The prevailing global economic crisis is putting further pressure on the MDGs and urgent financing is required to achieve the three health goals of cutting child mortality, improving maternal health and combating HIV/AIDS, malaria and other diseases. To date more than 50% of health aid provided directly to countries has supported the communicable disease MDGs, leaving just $2.25 per capita for the remaining health goals. Better use of both domestic and international resources is urgently needed to maximize the impact of current and forthcoming investments in health, and $30bn of additional financial support is required per annum by 2015.

The Taskforce will:

1. Make recommendations on the mix of innovative international financing mechanisms needed to deliver the extra resources required;
2. Promote international support for these recommendations to ensure they are implemented.

Two independent Working Groups were established to advise the Taskforce on the constraints and costs of the funding gap and the mechanisms for raising and channelling the funds.
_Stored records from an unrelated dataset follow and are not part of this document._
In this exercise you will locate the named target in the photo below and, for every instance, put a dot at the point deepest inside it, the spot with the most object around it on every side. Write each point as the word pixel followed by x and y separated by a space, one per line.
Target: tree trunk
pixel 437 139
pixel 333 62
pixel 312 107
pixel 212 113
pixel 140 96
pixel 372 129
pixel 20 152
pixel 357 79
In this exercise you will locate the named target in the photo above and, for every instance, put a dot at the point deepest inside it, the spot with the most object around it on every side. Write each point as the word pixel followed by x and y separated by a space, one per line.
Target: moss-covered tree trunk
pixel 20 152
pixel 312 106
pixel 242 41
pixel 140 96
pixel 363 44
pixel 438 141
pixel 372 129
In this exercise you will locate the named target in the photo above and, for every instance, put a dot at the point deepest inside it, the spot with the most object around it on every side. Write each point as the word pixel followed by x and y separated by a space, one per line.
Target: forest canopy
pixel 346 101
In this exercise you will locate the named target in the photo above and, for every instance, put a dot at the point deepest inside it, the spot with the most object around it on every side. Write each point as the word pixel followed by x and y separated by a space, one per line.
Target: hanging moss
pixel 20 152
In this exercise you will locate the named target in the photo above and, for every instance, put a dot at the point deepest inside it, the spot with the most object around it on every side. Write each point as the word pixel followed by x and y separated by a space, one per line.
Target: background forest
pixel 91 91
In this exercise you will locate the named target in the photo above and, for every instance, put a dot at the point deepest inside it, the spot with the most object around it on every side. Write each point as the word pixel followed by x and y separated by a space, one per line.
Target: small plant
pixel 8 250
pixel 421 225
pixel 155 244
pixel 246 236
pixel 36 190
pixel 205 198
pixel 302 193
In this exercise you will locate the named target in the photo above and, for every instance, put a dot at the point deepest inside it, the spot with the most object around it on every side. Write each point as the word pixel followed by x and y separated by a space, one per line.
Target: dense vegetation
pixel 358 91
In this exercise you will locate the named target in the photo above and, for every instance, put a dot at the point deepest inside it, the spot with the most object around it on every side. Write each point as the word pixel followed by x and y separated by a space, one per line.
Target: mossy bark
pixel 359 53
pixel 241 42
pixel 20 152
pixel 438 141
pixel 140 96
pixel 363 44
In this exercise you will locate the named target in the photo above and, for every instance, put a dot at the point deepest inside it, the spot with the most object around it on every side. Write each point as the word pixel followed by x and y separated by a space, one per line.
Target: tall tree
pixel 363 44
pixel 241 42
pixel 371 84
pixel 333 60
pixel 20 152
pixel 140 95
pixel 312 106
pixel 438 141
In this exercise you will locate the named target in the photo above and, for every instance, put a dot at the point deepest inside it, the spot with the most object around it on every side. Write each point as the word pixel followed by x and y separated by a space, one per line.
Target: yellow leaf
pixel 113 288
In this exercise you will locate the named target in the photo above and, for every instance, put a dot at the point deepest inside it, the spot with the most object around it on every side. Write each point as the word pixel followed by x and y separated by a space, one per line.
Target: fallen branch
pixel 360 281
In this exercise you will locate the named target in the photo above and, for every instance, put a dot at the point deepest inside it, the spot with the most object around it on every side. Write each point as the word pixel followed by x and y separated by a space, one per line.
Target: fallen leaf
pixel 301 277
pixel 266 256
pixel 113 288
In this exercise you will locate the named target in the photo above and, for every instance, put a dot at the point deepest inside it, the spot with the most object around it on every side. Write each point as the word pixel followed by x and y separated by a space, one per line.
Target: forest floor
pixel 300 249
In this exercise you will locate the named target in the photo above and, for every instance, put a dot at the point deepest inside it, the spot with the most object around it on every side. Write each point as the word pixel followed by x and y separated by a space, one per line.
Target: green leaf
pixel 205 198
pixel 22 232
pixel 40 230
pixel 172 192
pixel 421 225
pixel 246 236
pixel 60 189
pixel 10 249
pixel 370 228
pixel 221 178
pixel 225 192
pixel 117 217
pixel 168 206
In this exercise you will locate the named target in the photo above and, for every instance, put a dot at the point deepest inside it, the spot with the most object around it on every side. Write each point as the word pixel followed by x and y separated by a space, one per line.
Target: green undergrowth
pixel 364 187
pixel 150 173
Working Group I co-chairs: Julio Frenk (Dean, Harvard School of Public Health)
Anne Mills (Head, Department of Public Health and Policy, London School of Hygiene and Tropical Medicine

Working Group II chair: Anders Nordstrom (Director General, Swedish
International Development Co-operation Agency)

Taskforce members:

1. Prime Minister Gordon Brown (United Kingdom) (co-chair)
2. Robert Zoellick (President of the World Bank) (co-chair)
3. President Ellen Johnson-Sirleaf (Liberia)
4. Prime Minister Jens Stoltenberg (Norway)
5. Tedros Adhanom Ghebreyesus (Health Minister, Ethiopia)
6. Bernard Kouchner (Foreign Minister, France)
7. Giulio Tremonti (Finance Minister, Italy)
8. Heidemarie Wieczorek-Zeul (UNSG Special Envoy for Finance for Development Conference & Development Minister, Germany)
9. Stephen Smith (Foreign Affairs Minister, Australia)
10. Margaret Chan (Director-General of the World Health Organization)
11. Graça Machel (President and Founder, Foundation for Community Development, Mozambique)

Phillippe Douste-Blazy the UN Secretary-General Special Envoy on Innovative Financing serves as Special Envoy to the Taskforce.